What integrals in 2D plane and 3D space represent?

Question

We know that if a real valued function $f$ is continuous over an interval $[a,b]$ then the following integral $$\int_a^bf(x)dx$$ represents the area between horizontally the line $y=0$ and the curve of $f$, vertically between the lines $x=a$ and $x=b$. So what represent the following $$\int_{[a,b]\times [c,d]}g(x,y)dxdy$$ and $$\int_{[a,b]\times [c,d]\times [e,f]}h(x,y,z)dxdydz$$ where $g$ and $h$ are two continuous real valued 2d and 3d functions. Thanks

Answer 1

The double integral, represents the sum of the infinite areas under the curves $g(x,y)$ with $x=constant$ defined as: $$A(y)=\int{g(x,y)\,dx}$$ each one between $y$ and $y+dy$, which gives you a volume. (see Fubini 's explanation)

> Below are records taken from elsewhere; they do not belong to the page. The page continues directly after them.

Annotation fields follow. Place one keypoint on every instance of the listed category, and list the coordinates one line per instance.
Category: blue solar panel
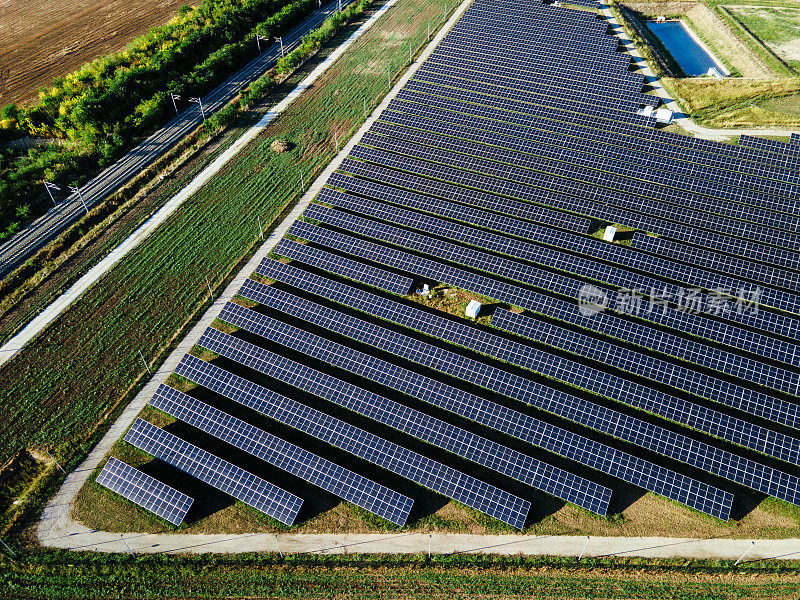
(529, 392)
(415, 467)
(149, 493)
(555, 481)
(330, 477)
(218, 473)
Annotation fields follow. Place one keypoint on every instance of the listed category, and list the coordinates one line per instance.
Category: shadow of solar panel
(149, 493)
(624, 466)
(218, 473)
(694, 324)
(332, 478)
(415, 467)
(573, 254)
(606, 323)
(644, 434)
(373, 406)
(540, 475)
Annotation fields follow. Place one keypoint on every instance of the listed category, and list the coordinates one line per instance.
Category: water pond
(692, 57)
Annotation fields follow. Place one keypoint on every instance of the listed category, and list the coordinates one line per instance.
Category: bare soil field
(44, 39)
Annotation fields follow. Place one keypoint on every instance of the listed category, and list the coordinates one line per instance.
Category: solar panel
(359, 271)
(549, 479)
(475, 448)
(149, 493)
(579, 255)
(214, 471)
(717, 390)
(606, 323)
(647, 435)
(309, 467)
(529, 392)
(695, 324)
(411, 465)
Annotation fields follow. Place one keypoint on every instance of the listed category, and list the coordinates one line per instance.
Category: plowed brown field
(43, 39)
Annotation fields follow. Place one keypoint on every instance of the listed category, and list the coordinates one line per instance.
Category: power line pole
(55, 461)
(259, 38)
(200, 102)
(77, 190)
(51, 186)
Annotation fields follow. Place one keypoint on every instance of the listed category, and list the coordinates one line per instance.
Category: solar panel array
(144, 490)
(216, 472)
(493, 169)
(330, 477)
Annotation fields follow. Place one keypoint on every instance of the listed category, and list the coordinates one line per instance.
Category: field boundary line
(13, 346)
(56, 528)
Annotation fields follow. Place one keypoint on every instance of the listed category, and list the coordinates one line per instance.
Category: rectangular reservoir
(688, 51)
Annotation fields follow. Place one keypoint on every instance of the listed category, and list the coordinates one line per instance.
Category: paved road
(46, 228)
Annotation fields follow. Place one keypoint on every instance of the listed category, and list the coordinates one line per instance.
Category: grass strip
(55, 576)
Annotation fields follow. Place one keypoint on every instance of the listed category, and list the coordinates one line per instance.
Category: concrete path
(679, 118)
(52, 312)
(55, 523)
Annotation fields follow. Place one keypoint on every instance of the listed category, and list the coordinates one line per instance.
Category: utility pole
(51, 186)
(752, 545)
(77, 190)
(121, 536)
(259, 38)
(175, 97)
(200, 102)
(55, 461)
(145, 362)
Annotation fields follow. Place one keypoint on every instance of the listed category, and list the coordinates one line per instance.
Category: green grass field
(68, 381)
(55, 576)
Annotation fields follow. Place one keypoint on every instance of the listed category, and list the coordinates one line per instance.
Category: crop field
(778, 27)
(376, 577)
(61, 386)
(41, 39)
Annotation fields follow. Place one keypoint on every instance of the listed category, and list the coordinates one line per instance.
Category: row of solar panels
(403, 216)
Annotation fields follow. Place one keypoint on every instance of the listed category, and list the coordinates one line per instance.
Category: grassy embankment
(55, 576)
(69, 381)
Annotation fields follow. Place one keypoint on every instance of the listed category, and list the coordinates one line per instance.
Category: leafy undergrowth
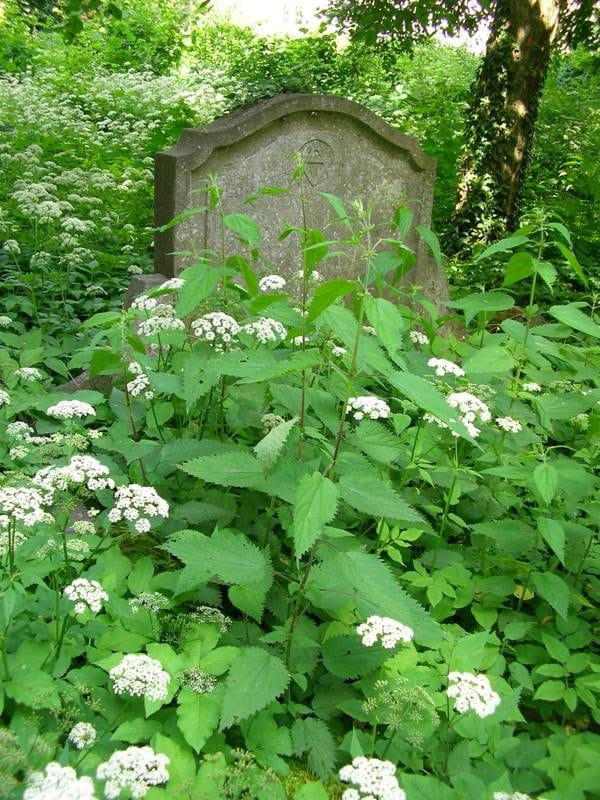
(297, 534)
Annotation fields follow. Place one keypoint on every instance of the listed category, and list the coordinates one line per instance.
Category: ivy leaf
(553, 590)
(255, 679)
(372, 496)
(198, 716)
(236, 468)
(314, 506)
(312, 736)
(269, 448)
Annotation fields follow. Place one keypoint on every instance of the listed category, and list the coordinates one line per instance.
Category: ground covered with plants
(309, 539)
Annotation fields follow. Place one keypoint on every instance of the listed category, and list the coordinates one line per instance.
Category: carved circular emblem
(317, 156)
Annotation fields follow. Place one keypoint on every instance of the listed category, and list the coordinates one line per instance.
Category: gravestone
(347, 150)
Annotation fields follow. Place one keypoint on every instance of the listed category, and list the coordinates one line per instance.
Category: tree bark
(501, 119)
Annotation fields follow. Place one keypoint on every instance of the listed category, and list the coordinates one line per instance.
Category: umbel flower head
(374, 779)
(472, 693)
(138, 675)
(389, 631)
(138, 504)
(135, 769)
(58, 783)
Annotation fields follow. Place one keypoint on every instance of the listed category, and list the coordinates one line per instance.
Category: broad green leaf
(255, 679)
(553, 590)
(315, 505)
(488, 302)
(244, 227)
(554, 536)
(198, 715)
(312, 736)
(545, 479)
(269, 448)
(432, 242)
(520, 266)
(426, 396)
(572, 261)
(326, 294)
(226, 469)
(502, 246)
(372, 496)
(572, 316)
(492, 358)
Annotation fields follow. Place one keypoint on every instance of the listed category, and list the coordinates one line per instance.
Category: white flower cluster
(417, 337)
(198, 681)
(86, 594)
(139, 385)
(443, 367)
(532, 387)
(138, 504)
(471, 408)
(266, 330)
(153, 601)
(29, 374)
(375, 779)
(472, 692)
(368, 405)
(24, 504)
(271, 283)
(81, 470)
(138, 675)
(386, 629)
(509, 424)
(67, 409)
(217, 328)
(82, 735)
(58, 783)
(135, 769)
(162, 318)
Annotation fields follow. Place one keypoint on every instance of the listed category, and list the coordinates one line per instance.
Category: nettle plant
(310, 538)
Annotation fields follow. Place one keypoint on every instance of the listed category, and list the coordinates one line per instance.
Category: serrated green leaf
(269, 448)
(227, 469)
(553, 590)
(255, 679)
(312, 736)
(198, 715)
(372, 496)
(315, 505)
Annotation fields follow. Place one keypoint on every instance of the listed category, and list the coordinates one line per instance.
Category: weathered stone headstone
(348, 151)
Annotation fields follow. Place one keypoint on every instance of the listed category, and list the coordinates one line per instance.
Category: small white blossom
(389, 631)
(86, 595)
(472, 692)
(58, 783)
(138, 504)
(266, 330)
(368, 405)
(417, 337)
(509, 424)
(443, 367)
(82, 735)
(68, 409)
(532, 387)
(271, 283)
(135, 769)
(216, 328)
(29, 374)
(375, 779)
(138, 675)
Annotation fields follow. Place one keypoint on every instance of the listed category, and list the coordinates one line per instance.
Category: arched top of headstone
(196, 144)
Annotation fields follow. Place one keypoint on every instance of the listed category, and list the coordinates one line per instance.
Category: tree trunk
(501, 119)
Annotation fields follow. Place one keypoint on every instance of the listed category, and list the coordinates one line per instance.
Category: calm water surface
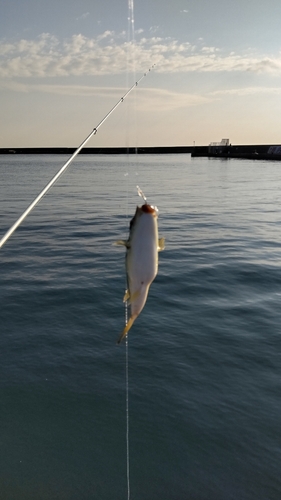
(204, 355)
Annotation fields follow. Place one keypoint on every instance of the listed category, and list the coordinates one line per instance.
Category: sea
(203, 420)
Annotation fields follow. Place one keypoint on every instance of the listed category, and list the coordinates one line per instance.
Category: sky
(64, 64)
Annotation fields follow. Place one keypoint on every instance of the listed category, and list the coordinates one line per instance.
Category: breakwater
(251, 152)
(107, 151)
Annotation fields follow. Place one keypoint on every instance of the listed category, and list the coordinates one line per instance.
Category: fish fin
(120, 242)
(126, 296)
(161, 244)
(126, 329)
(134, 296)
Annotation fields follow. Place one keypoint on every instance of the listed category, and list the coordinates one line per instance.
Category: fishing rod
(64, 167)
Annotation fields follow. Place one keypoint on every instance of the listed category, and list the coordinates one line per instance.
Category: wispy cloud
(247, 91)
(151, 99)
(83, 16)
(47, 56)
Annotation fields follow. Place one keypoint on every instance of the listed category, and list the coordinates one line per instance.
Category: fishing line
(64, 167)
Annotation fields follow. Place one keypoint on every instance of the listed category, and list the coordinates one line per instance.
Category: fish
(142, 247)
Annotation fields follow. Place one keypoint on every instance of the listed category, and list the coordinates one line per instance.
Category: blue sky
(64, 64)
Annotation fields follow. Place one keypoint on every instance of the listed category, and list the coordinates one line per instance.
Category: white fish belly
(142, 260)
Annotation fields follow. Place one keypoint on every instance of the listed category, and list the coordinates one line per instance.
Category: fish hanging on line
(142, 247)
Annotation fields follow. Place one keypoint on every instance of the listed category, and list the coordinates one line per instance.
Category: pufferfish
(142, 247)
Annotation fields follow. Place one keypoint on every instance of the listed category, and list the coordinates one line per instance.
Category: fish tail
(126, 329)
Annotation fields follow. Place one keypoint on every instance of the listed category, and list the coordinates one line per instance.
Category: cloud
(47, 56)
(149, 99)
(83, 16)
(247, 91)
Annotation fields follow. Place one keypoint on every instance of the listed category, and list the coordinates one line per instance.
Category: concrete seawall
(251, 152)
(107, 151)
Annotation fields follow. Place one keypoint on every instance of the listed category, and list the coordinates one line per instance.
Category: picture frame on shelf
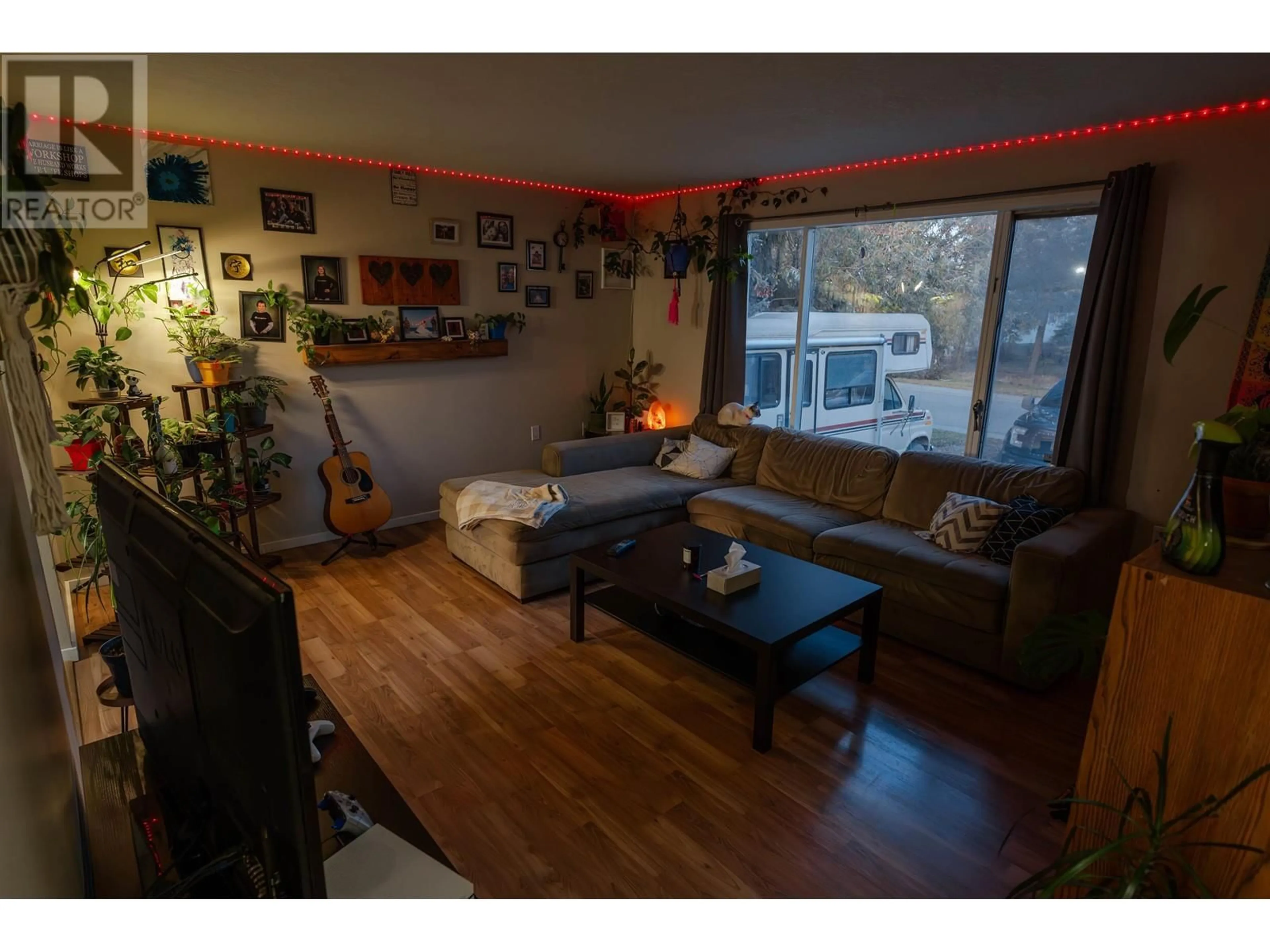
(445, 231)
(289, 211)
(421, 323)
(494, 230)
(185, 263)
(507, 278)
(324, 280)
(258, 322)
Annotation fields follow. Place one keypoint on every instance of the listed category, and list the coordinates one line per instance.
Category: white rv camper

The last integral gives you the infinite sum of volumes $V(z)$ defined as $$V(z)=\int\int{h(x,y,z)\,dxdy}$$ which gives you a hypervolume.

Imagine that if the function $h$ is a sphere the number $\int V(z) \,dz$ will be the sum of all the volumes of the infinite spheres of radius $z$ between the integration interval $[z_1,z_2]$

Answer 2

Two-variable integrations refer to the volume enclosed by the surface, the $xy$-plane and the planes perpendicular to $xy$-plane passing through $x=a$ to $x=b$, and $y=c$ to $y=d$, in the case of:

$$\int_{y=c}^{y=d}\int_{x=a}^{x=b}{g(x,y)dxdy}$$

Going by analogy, the three-variable integrations refer to the hypervolume, or the 4D analog of our usual 3D volume. This is difficult to visualize for human beings as we are only capable of interacting and understanding a 4D world. However, as the volume in the previous case is considered to be enclosed by plane surfaces, the hypervolume may be described as being enclosed by 3D surfaces.

We may consider

$$\int_{z=e}^{z=f}\int_{y=c}^{y=d}\int_{x=a}^{x=b}{h(x,y,z)dxdydz}$$

as the hypervolume enclosed between:

1. The $xyz$-space at $w=0$
2. The 4D curve $w=h(x,y,z)$
3. The $yzw$-spaces at $x=a$ and $x=b$
4. The $xzw$-spaces at $y=c$ and $y=d$
5. The $xyw$-spaces at $z=e$ and $z=f$

Answer 3

karimath, I may contribute.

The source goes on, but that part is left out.